ゆっくり達がゆっくりできるにはどうすればよかったか


言葉が通じずともただ媚び続け、ペットとして生きればよかったか


それは否。中身が餡子で、何も世話しなくても光合成で育つ。そんな金のなる木を人間がペットとして扱うだろうか。
家畜にされることが関の山である。幸いなことに今までゆっくりは人間から隠れて生きていたので、殆ど捕まらなかった。
さらに人間に捕まえるのは人間の子供だったのですぐに弄ばれて殺されていた。よって光合成で育つということが知られていなかった。




人間がいないようなところを探して生きていけばよかったか。


ある意味正解。しかしあの森以外の環境では、日の光が当っていなかったり、昼間から妖怪が出没したり、
逆に見通しがよすぎて危険なため、この選択枝は除外される。




人間と戦えばよかったか


論外。人間の子供にさえも勝てないゆっくりに、大人相手に勝てるはずがない。あのまりさのように目的を達するために命をかけ、
渡り合っていける個体はほとんどいない。逆に人間の大人たちを本気にさせて、あっという間にまとめてお汁粉にされてしまうだろう。




つまり、人間に認められるしかないのである。そのため、まりさの考えは間違ってはいなかった。
言葉が届かないなら、行動で示せばいい。



しかし、人間に認められる。その難しさをまりさは知らなかった。













まりさはずりずりと体を引きずらせて森の中へと逃げていた。飛び跳ねる体力はもう残っていない。
だが、体内の餡子を4分の1程度失ったことで、無駄に餡子を撒き散らすことがなくなり、虫などがよってこなかった。
不幸中の幸いといえた。
まりさはつい先ほどまでの修羅場を回想した。殺さずに思いとどまってくれたれいむに感謝しながら





はやくぱちゅりーをおそとにはこばなきゃ


青鬼になることを決めたときは別に死んでもいいかと思っていた。
でも、人間に追われたとき、いっぱい走ってどきどき苦しくて、体が裂けたときは動くたびにビロビロして気持ち悪くて、
人間達の怒鳴り声で耳がびりびりして怖かった。やっぱり死ぬのは嫌だった。



でも、これでみんなゆっくりできる。


人間のおじさんたちにはたくさん悪いことしちゃったな。ごめんなさいと言えなかった。
れみりゃを怖がらせちゃったな。あの子すぐに泣いちゃうのに。
ありすにはもう会っても口をきいてもらえないだろうな。あの泣き声は忘れられないと思う。
そしてれいむは・・・・・ううん・・・・考えるのはやめよう・・・・・・・・これからきっとゆっくりできるようになるんだ。
あとはまりさがみんなに会わなきゃいい。




そう思って帰り道を急ぐ。ずりずり、ずりずりと
そのときまりさの後から、聞き覚えのある声がした。いつかまりさとれいむがピンチだったときに聞こえた、あの声だ。

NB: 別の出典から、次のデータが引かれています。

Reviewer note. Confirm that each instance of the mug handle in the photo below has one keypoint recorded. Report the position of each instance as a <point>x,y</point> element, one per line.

「あんれぇ、おまえどうしたださ?こんなにぼろぼろで・・・・。また誰かに虐められただか・・・・・・・・・・
体中べこべこじゃないか・・・・・・・・」


肩には藁の固まり、見上げるほどの巨体。あのときの大男だった。心配そうにまりさを見つめている。
まりさは光を失い、瞳の黒さが深くなった目で大男に視線を向ける。


「おじさん・・・・・・。まりさやったよ・・・・・・・・・・。みんながゆっくりできるよ・・・・







でも・・・・・・・・・・まりさわるいこになっちゃったよ・・・・・・・・・・・・・・・」
まりさは自嘲する。大男から目をそらし、ぱちゅりーのところを目指す。
大男のきれいな目がまぶしかった。


「そうはいってもなぁ・・・・そうだ!いいもんをくわせてやるべよ。体がへこんで力がでないんだろう?」


大男はまりさを片手でむんずとつかんだ。まりさの体を覆ってもお釣りが来るほどの大きな手だ。


「ゆぅぅぅ!?おじさんはなしてよ!まりさはゆっくりできないよ!」


「はっはっは。そうかうれしいか。わかった。お望みどおりゆっくりするべ。お前は友達をたすげよどずるいい子だがらな。
いい子は好ぎだよ。」


大男はまりさを持ち上げ、どしどしと足音を立てて運んでいく。
まりさは早くぱちゅりーを日の光の下に出さなけれなければいけなかったが、大男にまりさの言葉は通じていなかった。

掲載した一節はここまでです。